It’s going to come one day. It might seem a long time off, but as long as you remain in good health, one day you’ll find yourself at the age when you will stop working and start taking your pension. If you don’t take action early enough in life, you’ll find it virtually impossible to catch up. When the time comes to retire, you could be left woefully short in the finance department.
The importance of thinking about taking action now
You need to think about taking action now. The first thing to understand in the process of deciding how to save for your retirement is what you are entitled to from the state. Be warned now; your entitlement won’t be enough on its own.
Recognising that the state pension alone is not enough
If you are in full-time employment and you are paying a full national insurance stamp, you will be entitled to the state pension. However, even if you contribute all your working life, on average you will only get something in the region of £160 per week. By the time you’ve taken care of any bills, such as rent, council tax, heating and electricity, telephone bills etc. there is not going to be much left, if anything at all.

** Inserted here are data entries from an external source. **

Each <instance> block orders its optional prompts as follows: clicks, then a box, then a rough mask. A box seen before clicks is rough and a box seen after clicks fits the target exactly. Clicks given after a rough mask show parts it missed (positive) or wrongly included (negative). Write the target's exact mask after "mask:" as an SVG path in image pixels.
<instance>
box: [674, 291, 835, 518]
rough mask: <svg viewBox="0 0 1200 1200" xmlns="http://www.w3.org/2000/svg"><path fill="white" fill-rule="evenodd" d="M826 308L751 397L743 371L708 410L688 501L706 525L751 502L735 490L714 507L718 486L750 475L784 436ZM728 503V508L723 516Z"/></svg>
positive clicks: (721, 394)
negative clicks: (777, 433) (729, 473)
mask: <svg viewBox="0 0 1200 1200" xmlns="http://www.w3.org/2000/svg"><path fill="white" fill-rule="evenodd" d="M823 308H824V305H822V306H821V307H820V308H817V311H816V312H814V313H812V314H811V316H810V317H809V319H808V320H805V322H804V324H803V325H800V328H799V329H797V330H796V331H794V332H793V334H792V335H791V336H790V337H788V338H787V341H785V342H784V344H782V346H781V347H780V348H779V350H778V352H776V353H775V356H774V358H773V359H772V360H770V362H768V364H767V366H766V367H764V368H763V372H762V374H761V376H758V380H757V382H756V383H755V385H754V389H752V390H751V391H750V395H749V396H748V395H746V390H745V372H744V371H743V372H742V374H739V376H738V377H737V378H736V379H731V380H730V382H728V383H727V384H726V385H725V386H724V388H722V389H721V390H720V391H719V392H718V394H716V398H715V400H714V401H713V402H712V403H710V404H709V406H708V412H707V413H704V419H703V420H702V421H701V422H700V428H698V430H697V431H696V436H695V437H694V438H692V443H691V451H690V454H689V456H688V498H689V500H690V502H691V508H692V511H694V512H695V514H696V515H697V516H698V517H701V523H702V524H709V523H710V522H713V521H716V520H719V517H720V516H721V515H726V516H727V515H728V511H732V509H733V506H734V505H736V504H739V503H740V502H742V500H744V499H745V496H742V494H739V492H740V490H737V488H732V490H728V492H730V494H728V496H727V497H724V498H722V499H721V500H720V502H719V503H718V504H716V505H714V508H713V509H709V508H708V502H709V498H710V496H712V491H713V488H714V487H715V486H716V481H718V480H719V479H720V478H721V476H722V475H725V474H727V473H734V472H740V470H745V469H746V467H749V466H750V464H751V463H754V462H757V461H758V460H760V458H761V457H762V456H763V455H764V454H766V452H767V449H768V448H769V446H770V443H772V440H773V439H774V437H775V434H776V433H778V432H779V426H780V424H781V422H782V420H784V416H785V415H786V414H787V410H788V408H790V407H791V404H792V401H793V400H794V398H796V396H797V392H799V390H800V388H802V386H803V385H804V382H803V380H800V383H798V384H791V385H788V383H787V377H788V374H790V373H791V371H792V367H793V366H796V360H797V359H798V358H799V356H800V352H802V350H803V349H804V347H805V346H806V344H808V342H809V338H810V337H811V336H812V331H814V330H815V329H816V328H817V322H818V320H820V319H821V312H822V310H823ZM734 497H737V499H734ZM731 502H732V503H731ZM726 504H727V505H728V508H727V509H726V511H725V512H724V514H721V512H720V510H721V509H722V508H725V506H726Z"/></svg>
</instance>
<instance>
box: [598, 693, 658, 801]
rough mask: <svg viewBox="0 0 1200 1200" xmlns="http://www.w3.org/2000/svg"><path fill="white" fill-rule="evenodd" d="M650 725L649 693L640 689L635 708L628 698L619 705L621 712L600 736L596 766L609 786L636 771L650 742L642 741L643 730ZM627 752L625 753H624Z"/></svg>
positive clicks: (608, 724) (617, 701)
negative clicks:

How will the workplace pension affect your finances?
The UK government has already recognised the problem and has tried to head-off the massive pension gap the nation already faces (a £318 billion shortfall) by bringing in the workplace pension scheme whereby your employer contributes into your pension pot. If you are in full-time employment you are entitled to this in addition to the state pension. It’s a welcome addition, but it’s still not likely to be enough to afford you a comfortable standard of living in later life.
A rough estimate of what the new workplace pension could be worth at retirement can be found in this article on the money page of the Guardian website. In short it surmises:
- Current aged 25 year-old adult – £91,100
- Current aged 35 year-old adult – £82,800
- Current aged 45 year-old adult – £54,600
Although the figures might (based on information from NEST – National Employment Savings Trust), seem attractive on the surface, you have to bear inflation in mind. Those sums of money will be worth a lot less in real terms a few years from now.
How you can expand your pension pot
The best way many people see of expanding their pension pots is to take out a private pension of some sort or other. Many people use investment vehicles like a Lifetime ISA or a stocks and shares ISA.
Pensions per se, offer the best way of saving for your retirement; but they do have a common fault, and it’s a fault that is designed in on purpose. You can’t access the money if you need it, until you’re 55 or older. To be fair, this is to safeguard your retirement lump sum, but in the real world, people are constantly facing financial challenges and need access to their savings. This is where something like a stocks and share ISA comes into its own right.
How to get the best interest rate on your investment
Far too many people put their money into ordinary savings accounts or cash ISAs. In terms of saving towards your retirement, this sort of investment simply doesn’t cut the mustard. The interest rates they offer are far too low; significantly lower than inflation, so you are losing money in real terms.
People make the mistake of going for security. You can only get it (to a degree) by sacrificing lost earnings.
An investment in stocks and shares is a risk. Investments can go down as well as up. However, the risk can be tailored to what finance professionals refer to as your appetite for risk. Short term investments are riskier than long term, it is true. You may have to withdraw funds when the stock market is at a low.
The stock market always recovers. Sometimes it might take a couple of years or so, but it always bounces back and proceeds to grow even higher, which is why if you invest in the long term, you are more likely to avoid this potential pitfall. If your aim is to accrue cash for your retirement, it is indeed likely to be a longer term proposition.
Not only will your investment earn significantly more interest in a stocks and share ISA, but if you have to, you can always access some of your cash when you need it, without penalty. It has to be a serious vehicle for consideration.